Distributed deployment

更新时间:
复制 MD 格式

This topic describes how to perform a distributed deployment of ossimport. Distributed deployment is supported only on Linux systems and not on Windows systems.

Prerequisites

  • Select at least two machines for the migration cluster. Designate one machine as the Master and the others as Workers.

  • Ensure that the Master can connect to the Workers using Secure Shell (SSH).

  • Ensure that all Workers have the same username and password.

    Note

    An SSH connection is required between the Master and Workers. Alternatively, you can configure the logon information for the Workers in the sys.properties file.
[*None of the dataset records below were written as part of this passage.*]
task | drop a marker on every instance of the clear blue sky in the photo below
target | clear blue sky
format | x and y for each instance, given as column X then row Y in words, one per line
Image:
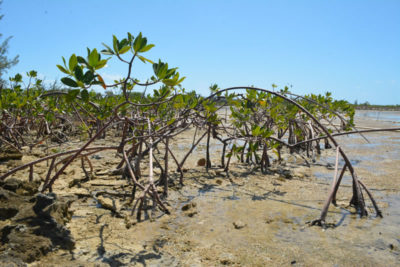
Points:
column 350, row 48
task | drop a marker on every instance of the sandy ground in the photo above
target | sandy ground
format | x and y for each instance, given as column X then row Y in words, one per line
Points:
column 246, row 219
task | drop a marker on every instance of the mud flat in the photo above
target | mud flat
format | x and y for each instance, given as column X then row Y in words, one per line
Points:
column 246, row 219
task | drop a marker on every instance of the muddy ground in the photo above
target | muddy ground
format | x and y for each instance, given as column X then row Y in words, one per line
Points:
column 246, row 219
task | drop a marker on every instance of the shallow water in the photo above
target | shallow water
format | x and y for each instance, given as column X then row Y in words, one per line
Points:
column 383, row 116
column 272, row 210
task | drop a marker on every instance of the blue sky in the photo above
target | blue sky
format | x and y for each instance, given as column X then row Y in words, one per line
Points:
column 350, row 48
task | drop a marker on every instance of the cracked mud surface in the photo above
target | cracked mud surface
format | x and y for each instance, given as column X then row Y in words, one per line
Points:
column 248, row 219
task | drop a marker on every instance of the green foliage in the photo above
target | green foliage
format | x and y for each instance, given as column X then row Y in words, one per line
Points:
column 5, row 62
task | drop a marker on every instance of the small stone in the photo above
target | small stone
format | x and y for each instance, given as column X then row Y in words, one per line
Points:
column 189, row 206
column 239, row 224
column 227, row 259
column 201, row 162
column 109, row 203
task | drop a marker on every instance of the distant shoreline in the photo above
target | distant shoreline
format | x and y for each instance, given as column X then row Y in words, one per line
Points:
column 377, row 108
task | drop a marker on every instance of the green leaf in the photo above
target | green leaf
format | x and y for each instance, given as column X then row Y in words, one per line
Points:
column 93, row 58
column 123, row 50
column 72, row 94
column 85, row 95
column 147, row 48
column 143, row 59
column 81, row 60
column 73, row 61
column 78, row 73
column 88, row 77
column 101, row 64
column 137, row 43
column 61, row 68
column 107, row 51
column 115, row 44
column 69, row 82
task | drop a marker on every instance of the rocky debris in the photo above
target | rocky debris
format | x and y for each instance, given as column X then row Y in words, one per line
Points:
column 31, row 225
column 189, row 209
column 201, row 162
column 20, row 187
column 8, row 152
column 109, row 203
column 226, row 259
column 282, row 172
column 239, row 224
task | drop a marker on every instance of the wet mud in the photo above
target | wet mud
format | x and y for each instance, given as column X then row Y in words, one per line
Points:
column 244, row 219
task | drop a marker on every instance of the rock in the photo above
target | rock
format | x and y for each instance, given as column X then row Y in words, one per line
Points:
column 189, row 206
column 20, row 187
column 35, row 224
column 226, row 259
column 201, row 162
column 189, row 209
column 239, row 224
column 109, row 203
column 8, row 152
column 218, row 181
column 80, row 192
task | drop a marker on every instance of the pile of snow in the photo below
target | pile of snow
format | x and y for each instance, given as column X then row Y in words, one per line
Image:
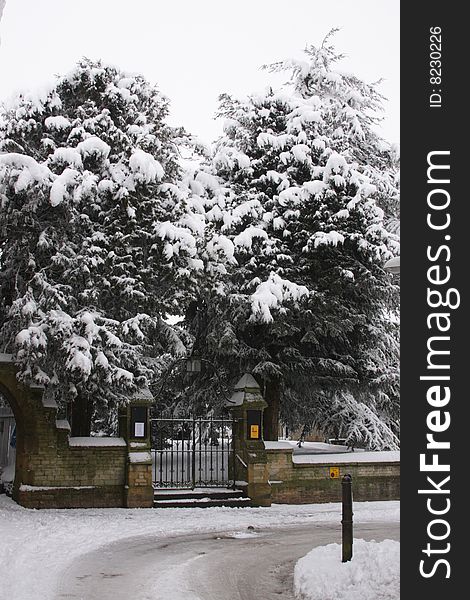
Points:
column 372, row 574
column 36, row 547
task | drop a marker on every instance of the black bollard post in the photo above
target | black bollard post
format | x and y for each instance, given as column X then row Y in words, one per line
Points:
column 346, row 485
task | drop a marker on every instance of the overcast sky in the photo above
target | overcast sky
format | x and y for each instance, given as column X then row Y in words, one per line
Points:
column 196, row 49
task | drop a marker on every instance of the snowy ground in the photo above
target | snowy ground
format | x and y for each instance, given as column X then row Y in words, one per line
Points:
column 37, row 546
column 372, row 574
Download and install ossimport

  1. Download ossimport

    Download the distributed version: ossimport-2.3.7.tar.gz.

  2. Install ossimport

    Note

    Select one machine to be the Master. Perform the following operations on the Master node.

    1. Log on to the server and run the following command to create the ossimport directory.

      mkdir -p $HOME/ossimport
    2. Go to the directory that contains the compressed package and run the following command to decompress the package to the specified directory.

      tar -zxvf ossimport-2.3.7.tar.gz -C $HOME/ossimport

      The file structure after decompression is as follows:

      ossimport
      ├── bin
      │   ├── console.jar     # JAR package for the Console module
      │   ├── master.jar      # JAR package for the Master module
      │   ├── tracker.jar     # JAR package for the Tracker module
      │   └── worker.jar      # JAR package for the Worker module
      ├── conf
      │   ├── job.cfg         # Job configuration file template
      │   ├── sys.properties  # System operational parameter configuration file
      │   └── workers         # Worker list
      ├── console.sh          # Command line interface, currently supported only on Linux
      ├── logs                # Log directory
      └── README.md           # README document, read carefully before use
      • OSS_IMPORT_HOME: The root directory of ossimport. The default is the directory from the decompression command, $HOME/ossimport. You can also set this by running export OSS_IMPORT_HOME=<dir> or by modifying the $HOME/.bashrc system configuration file. We recommend that you use the default directory.

      • OSS_IMPORT_WORK_DIR: The working directory of ossimport. This is specified by the workingDir configuration item in conf/sys.properties. The recommended directory is $HOME/ossimport/workdir.

      • Use absolute paths for OSS_IMPORT_HOME and OSS_IMPORT_WORK_DIR, such as `/home/<user>/ossimport` or `/home/<user>/ossimport/workdir`.

Configuration

A distributed deployment has three configuration files: conf/sys.properties, conf/job.cfg, and conf/workers.

  • conf/job.cfg: The configuration file template for jobs in distributed mode. Before you start the data migration, modify the parameters as needed.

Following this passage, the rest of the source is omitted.